E. Alat Yang Diperlukan
1. PUZZLE
F. Waktu Yang Diperlukan
Tempat : Kelas Tuna Grahita
Hari/Tgl : Selasa, 9 November 2021
Pukul : 08.00 s/d Selesai
G. Proses Bermain
Acak puzel lalu ajak anak mencocokan potongan pazel tersebut kemudian koreksi
dan berikan pujian pada anak
H. Hal Hal Yang Perlu Diwaspadai
Dalam kegiatan bermain kadang tidak dapat dicapai keseimbangan dalam bermain,
yaitu apabila terdapat hal-hal seperti dibawah ini :
1. Kesehatan anak menurun. Anak yang sakit tidak mempunyai energi untuk aktif
bermain.
2. Tidak ada variasi dari alat permainan.
3. Tidak ada kesempatan belajar dari alat permainannya.
4. Tidak mempunyai teman bermain
I. Antisipasi Meminimalkan Hambatan
Pemilihan anak untuk mengikuti permainan ini mengikuti kriteria anak yg sudah
ditetapkan. Remaja berusia 9-10 thn, dapat berkomunikasi secara verbal dan non verbal,
mampu mendengar, bersedia mengikuti permainan.

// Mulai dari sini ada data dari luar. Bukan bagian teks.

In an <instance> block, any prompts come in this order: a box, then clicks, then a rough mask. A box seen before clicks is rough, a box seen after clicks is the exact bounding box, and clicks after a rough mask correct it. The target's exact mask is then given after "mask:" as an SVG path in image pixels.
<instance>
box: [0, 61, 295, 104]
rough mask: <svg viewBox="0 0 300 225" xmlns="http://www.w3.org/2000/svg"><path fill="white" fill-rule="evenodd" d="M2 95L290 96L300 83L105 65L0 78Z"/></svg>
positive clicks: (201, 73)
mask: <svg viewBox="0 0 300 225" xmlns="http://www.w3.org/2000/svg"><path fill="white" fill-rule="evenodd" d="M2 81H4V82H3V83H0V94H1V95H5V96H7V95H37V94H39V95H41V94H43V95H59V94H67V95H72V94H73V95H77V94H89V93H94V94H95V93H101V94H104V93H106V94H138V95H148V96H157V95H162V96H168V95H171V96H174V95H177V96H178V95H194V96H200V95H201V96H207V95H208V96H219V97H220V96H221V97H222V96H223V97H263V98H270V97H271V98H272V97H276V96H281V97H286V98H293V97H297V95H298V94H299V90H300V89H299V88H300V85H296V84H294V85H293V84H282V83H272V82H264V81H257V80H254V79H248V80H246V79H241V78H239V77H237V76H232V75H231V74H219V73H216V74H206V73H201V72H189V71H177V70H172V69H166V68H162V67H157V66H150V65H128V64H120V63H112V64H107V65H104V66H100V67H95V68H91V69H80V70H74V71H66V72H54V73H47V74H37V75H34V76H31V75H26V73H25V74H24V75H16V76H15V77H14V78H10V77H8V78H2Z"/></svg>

Kerjasama antar mahasiswa sangat diperlukan agar anak dapat mengikuti terai
bermain hingga akhir.
J. Pengorganisasian
Keterangan :
= leader
= anak - anak
= Fasilitator
= observer

Struktur Organisasi
Leader :
Bertanggung jawab terhadap terlaksananya terapi aktivitas, yaitu membuka dan menutup
kegiatan ini.
Fasilitator :
Mempersiapkan alat dan tempat permainan serta mendampingi setiap peserta dalam
mengikuti terapi aktivitas.
Observer :
Memfasilitasi pelaksanaan terapi bermain; terapi kreativitas dan mengamati, mencatat
jalannya terapi aktivitas.
K. Kriteria Evaluasi
1. Evaluasi Struktur
a. Kondisi lingkungan tenang kondusif sehingga anak dapat berkonsentrasi
terhadap terapi bermain
b. Alat yang digunakan dalam kondisi baik
c. Leader, fasilitator, observer berperan sesuai tugasnya
2. Evaluasi Proses
a. Leader mampu memimpin terapi bermain
b. Fasilitator mampu memotivasi anak selama mengikuti terapi bermain
c. Observer sebagai pengamat melaporkan hasil pengamatan selama terapi bermain
d. Anak mengikuti kegiatan yang dilakukan dari awal hingga akhir
3. Evaluasi Hasil
a. Anak mampu berkomunikasi yang dinamis
b. Anak melakukan pemikiran dan eksplorasi kreatif
c. Anak mampu mengatur emosi
d. Anak mengeluarkan bakat ketrampilan dan peran untuk mengahdapi hidup
e. Anak dapat kerjasama tim
BAB IV
PENUTUP
A. Kesimpulan
Berdasarkan dari beberapa literatur yang sudah dipaparkan, kelompok kami
meyadari betul bahwa anak berkebutuhan khusus memiliki hak yang sama, khususnya
tunagrahita. Hak yang sama dalam berbagai hal, termasuk mendapatkan pendidikan yang
layak. Pendidikan secara formal ataupun nonformal. Merekapun memiliki hak untuk
mendapatkan semua fasilitas yang diberikan oleh negara dengan tanpa dibedakan.